Texts, Scribes and Transmission

Texts, Scribes and Transmission

Islamic Thought and Sources

Texts, Scribes and Transmission
Manuscript Cultures of the Ismaili Communities and Beyond

Author(s): Wafi A. Momin

Reviewed by: F. Redhwan Karim

 

Review

Published by: I.B. Tauris, London, 2022, 480pp. ISBN: 9780755645381.

The area of manuscript studies and especially the Ismaili manuscript tradition has remained until now understudied. An important field, the study of manuscripts, has played a crucial role in shaping our understandings of cultural practices of the scholarly elite. This invaluable volume will be of immense value and interest to scholars working primarily in the field of, manuscript studies, Ismaili studies and cultural studies of the Islamic world. The voluminous work is made up of seven sections and consists of eighteen chapters.

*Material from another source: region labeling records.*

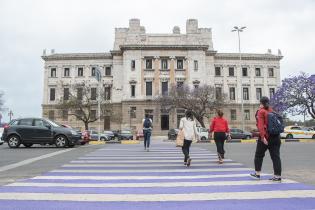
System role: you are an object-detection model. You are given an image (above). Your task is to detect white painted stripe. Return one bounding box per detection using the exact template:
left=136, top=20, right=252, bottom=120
left=84, top=153, right=217, bottom=158
left=0, top=190, right=315, bottom=202
left=62, top=163, right=242, bottom=168
left=6, top=180, right=296, bottom=188
left=71, top=159, right=233, bottom=166
left=0, top=148, right=74, bottom=172
left=51, top=166, right=251, bottom=173
left=31, top=174, right=266, bottom=180
left=78, top=155, right=221, bottom=160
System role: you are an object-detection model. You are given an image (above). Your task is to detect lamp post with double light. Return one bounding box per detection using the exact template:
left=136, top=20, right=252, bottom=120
left=232, top=26, right=246, bottom=131
left=95, top=68, right=102, bottom=141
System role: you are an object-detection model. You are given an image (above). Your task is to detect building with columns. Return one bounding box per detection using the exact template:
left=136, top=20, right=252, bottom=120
left=42, top=19, right=282, bottom=134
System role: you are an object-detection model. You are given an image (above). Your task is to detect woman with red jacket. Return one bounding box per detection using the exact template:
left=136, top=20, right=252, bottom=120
left=210, top=110, right=230, bottom=164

The first section, “the shaping of a new field”, focusses on the way the Ismaili tradition came to be a subtopic within Islamic studies. The first chapter gives a comprehensive overview of the way this field emerged and subsequently became established. Farhad Daftary starts from the 19th century and takes the reader through the different stages up until the present time. The second chapter by Francois de Blois, focusses on the correspondence of two early scholars in the field on the Ismaili manuscript studies in the 20th century, Paul Kraus (d. 1944) and Husayn al-Hamdani (d. 1962) and underscores the relationship between the two scholars who were instrumental in making some of the most seminal contributions in this field.